I’ve known about it since at least my mid-teens; sometimes after concerts, where I feel I’ve exceeded expectations (and my own are pretty high), I’ll feel extremely happy, and it takes hours to “come down” from that feeling. But the reverse is also true; if I finish a concert and think I’ve played much worse than expected, I’ll feel extremely awful. And it takes hours to regain my equilibrium.

That leads to a story…

Last year, in the summer concert season with the Racine Concert Band, I felt awful. It was hot, it was humid, my hands were aching and sore, and I felt ten steps behind the rest of the band. I nearly had an asthma attack on stage if I remember right, and I did not play well at all.

Hours later, I was still ruminating over this concert. I was wondering if I just shouldn’t play my saxophone any more. (Was this an overreaction? Sure. But I’m trying to explain how badly I felt in that moment.) I thought, for a brief time, that maybe I was just getting older, and there was nothing I could do to improve my performance.

It took a few hours of a friend talking to me to realize I was overreacting. (I’d usually call it “being silly,” but in this context, I don’t quite want to do that, because I don’t want any fans of Chris Cornell to think I’m saying he was being that way. He wasn’t.)

And I did reach out. I did say to my friend, “Hey, I had a bad concert and I’m feeling terrible.” And my friend patiently talked me through it…staying up until two a.m., even, to make sure I was going to be OK, before he and I stopped talking.

Not everyone can admit to that. Not everyone wants to…they think of it as a personal failing they need to hide. Or maybe they just don’t realize that this feeling of playing or singing badly is going to go away. There will be other, better concerts; there will be other, better days.

But when you are in the downward spiral, it’s really hard to get out of that. You start to think that your whole life has been a waste, that your musical talent and training is a waste, that you don’t have any reason for being, etc.

I am not saying that I know what happened to Mr. Cornell that night, mind you. I can’t say that.

I’m just saying what happened to me that night.

And I’ll tell you what; if I had had some anti-anxiety meds that night, I might’ve been tempted to take too many. I was in a terrible state. I didn’t want anyone to see me like that, or hear me, or realize I was in that rough of shape.

But I was. And for some reason, I was able to reach out.

My friend, whether he knows or not, may have saved my life that night. (Or at least my sanity.)

As for Chris Cornell…all I can tell you is that I wish he were still alive, still singing, and could still tell his family that he loves them.

I will miss Chris Cornell. I never knew him personally, but his songs, his musicianship, and the emotion that came through every time he sang spoke to me.

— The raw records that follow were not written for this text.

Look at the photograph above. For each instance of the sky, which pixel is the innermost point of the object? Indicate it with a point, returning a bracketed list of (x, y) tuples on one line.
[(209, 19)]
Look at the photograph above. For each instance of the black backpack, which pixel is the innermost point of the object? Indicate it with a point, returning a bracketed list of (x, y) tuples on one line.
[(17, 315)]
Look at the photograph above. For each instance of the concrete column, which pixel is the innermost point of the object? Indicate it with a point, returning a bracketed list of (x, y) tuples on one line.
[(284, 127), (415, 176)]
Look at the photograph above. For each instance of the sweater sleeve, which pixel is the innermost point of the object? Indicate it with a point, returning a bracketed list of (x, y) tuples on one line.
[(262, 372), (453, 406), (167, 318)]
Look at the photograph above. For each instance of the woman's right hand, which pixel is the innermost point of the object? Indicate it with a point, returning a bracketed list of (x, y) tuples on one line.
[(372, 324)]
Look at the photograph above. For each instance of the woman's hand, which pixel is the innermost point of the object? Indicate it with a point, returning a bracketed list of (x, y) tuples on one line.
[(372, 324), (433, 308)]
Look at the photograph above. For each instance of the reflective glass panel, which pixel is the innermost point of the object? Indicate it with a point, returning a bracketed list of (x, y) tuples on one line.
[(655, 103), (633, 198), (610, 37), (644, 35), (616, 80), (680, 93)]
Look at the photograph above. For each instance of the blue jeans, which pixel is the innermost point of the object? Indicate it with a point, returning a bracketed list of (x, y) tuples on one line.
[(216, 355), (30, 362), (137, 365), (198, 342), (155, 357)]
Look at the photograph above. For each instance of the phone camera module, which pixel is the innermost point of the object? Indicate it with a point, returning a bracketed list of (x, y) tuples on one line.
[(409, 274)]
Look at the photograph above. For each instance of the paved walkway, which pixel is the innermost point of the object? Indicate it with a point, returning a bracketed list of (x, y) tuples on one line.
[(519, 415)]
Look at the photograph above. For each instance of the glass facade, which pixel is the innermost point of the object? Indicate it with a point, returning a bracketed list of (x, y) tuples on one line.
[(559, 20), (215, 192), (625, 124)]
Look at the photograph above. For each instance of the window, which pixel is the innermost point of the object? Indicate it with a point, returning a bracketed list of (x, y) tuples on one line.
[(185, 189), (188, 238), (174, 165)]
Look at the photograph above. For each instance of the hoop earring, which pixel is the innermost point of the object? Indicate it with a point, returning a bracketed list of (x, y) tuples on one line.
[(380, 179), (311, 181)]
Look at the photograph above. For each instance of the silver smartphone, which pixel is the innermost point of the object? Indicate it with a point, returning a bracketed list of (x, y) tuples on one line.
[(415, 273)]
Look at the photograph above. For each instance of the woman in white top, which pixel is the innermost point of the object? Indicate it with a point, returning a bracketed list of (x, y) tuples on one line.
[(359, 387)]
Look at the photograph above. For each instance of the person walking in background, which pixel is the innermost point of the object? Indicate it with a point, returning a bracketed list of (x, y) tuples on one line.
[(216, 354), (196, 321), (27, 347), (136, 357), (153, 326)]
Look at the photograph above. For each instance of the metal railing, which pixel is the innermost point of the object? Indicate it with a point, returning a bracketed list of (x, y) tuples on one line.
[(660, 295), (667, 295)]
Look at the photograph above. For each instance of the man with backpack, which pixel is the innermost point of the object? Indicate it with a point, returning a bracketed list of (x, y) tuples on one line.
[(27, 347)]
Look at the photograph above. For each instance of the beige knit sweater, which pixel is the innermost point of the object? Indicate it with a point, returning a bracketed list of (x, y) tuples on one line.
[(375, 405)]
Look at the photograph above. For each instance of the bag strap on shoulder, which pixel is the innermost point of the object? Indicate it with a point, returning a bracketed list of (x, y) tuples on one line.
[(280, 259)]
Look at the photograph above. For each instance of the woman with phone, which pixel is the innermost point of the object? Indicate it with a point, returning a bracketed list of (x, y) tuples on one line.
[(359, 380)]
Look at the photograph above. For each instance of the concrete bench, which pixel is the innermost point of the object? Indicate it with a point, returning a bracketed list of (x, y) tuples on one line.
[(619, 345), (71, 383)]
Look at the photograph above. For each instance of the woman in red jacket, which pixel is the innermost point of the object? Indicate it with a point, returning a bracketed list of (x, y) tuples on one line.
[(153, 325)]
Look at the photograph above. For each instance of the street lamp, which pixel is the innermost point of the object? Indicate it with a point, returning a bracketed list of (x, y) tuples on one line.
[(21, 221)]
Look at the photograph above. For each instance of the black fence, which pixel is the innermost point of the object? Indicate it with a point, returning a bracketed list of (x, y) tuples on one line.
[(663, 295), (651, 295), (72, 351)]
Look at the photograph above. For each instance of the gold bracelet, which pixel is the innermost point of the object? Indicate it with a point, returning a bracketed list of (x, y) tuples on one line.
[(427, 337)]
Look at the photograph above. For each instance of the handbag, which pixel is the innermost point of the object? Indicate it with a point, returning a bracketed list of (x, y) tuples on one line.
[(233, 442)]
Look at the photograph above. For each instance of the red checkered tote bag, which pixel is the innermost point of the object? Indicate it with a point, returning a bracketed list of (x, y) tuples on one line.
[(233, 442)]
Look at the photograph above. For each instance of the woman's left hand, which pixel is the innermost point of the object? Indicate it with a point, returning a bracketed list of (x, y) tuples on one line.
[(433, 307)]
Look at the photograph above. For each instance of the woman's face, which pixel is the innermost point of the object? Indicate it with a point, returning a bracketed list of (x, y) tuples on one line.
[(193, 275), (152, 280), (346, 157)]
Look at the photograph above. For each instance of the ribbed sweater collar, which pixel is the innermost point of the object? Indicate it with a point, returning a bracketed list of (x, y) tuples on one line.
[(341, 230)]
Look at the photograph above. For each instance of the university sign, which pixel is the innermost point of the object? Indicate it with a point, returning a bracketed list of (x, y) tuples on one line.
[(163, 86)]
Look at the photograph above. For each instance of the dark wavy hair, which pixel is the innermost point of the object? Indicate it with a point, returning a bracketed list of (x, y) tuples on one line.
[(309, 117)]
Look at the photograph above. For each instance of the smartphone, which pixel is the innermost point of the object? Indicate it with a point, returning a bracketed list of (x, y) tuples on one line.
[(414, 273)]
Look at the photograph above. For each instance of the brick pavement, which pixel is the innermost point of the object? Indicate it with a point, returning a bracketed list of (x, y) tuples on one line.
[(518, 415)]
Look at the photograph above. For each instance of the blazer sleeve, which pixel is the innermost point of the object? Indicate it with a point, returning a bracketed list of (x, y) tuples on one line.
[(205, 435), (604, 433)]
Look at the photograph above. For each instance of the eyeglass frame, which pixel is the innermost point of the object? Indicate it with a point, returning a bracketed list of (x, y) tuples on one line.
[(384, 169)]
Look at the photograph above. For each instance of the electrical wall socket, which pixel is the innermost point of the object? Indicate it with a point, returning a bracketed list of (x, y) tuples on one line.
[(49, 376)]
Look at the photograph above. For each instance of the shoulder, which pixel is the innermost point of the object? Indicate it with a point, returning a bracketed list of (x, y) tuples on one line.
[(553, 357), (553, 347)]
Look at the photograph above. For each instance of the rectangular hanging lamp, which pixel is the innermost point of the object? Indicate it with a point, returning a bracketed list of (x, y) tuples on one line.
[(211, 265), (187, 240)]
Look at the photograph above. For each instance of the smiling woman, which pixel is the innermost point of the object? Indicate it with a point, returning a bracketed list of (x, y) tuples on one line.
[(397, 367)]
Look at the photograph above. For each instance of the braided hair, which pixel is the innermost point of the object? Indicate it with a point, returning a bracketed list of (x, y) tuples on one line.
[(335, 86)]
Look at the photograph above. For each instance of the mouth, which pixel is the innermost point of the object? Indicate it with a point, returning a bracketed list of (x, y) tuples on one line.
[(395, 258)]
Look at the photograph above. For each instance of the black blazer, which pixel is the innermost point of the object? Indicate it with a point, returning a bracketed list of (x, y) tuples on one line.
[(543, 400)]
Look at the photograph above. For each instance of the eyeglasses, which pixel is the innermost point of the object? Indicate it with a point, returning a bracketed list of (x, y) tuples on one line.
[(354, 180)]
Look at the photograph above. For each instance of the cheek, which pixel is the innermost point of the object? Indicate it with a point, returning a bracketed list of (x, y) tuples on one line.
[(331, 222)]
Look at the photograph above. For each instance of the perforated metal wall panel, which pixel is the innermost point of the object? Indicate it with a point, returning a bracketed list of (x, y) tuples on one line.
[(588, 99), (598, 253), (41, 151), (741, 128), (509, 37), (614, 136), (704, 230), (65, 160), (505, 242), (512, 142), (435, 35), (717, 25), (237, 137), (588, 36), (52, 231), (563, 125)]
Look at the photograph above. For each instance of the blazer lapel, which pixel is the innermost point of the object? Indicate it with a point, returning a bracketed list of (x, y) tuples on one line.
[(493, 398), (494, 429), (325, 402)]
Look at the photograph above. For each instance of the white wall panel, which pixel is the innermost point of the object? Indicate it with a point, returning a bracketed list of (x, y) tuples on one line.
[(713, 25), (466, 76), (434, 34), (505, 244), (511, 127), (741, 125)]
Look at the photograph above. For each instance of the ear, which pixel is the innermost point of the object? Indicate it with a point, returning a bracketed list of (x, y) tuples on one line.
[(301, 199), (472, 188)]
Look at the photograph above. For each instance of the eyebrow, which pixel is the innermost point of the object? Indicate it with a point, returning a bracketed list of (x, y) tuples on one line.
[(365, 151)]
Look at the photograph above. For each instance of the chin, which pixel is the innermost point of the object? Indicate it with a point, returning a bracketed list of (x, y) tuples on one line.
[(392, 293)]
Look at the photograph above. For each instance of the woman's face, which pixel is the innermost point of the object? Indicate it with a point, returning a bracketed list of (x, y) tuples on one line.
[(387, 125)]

I hope wherever his soul is now, he is at peace and feels the outpouring of love and sympathy for himself and his family that has occurred since his tragic death.

And I hope his family will also feel that comfort. It isn’t enough — it will never make up for Mr. Cornell’s absence — but it may help them realize that they don’t grieve alone. (Though they will grieve harder, and longer…as a widow, I know that full well.)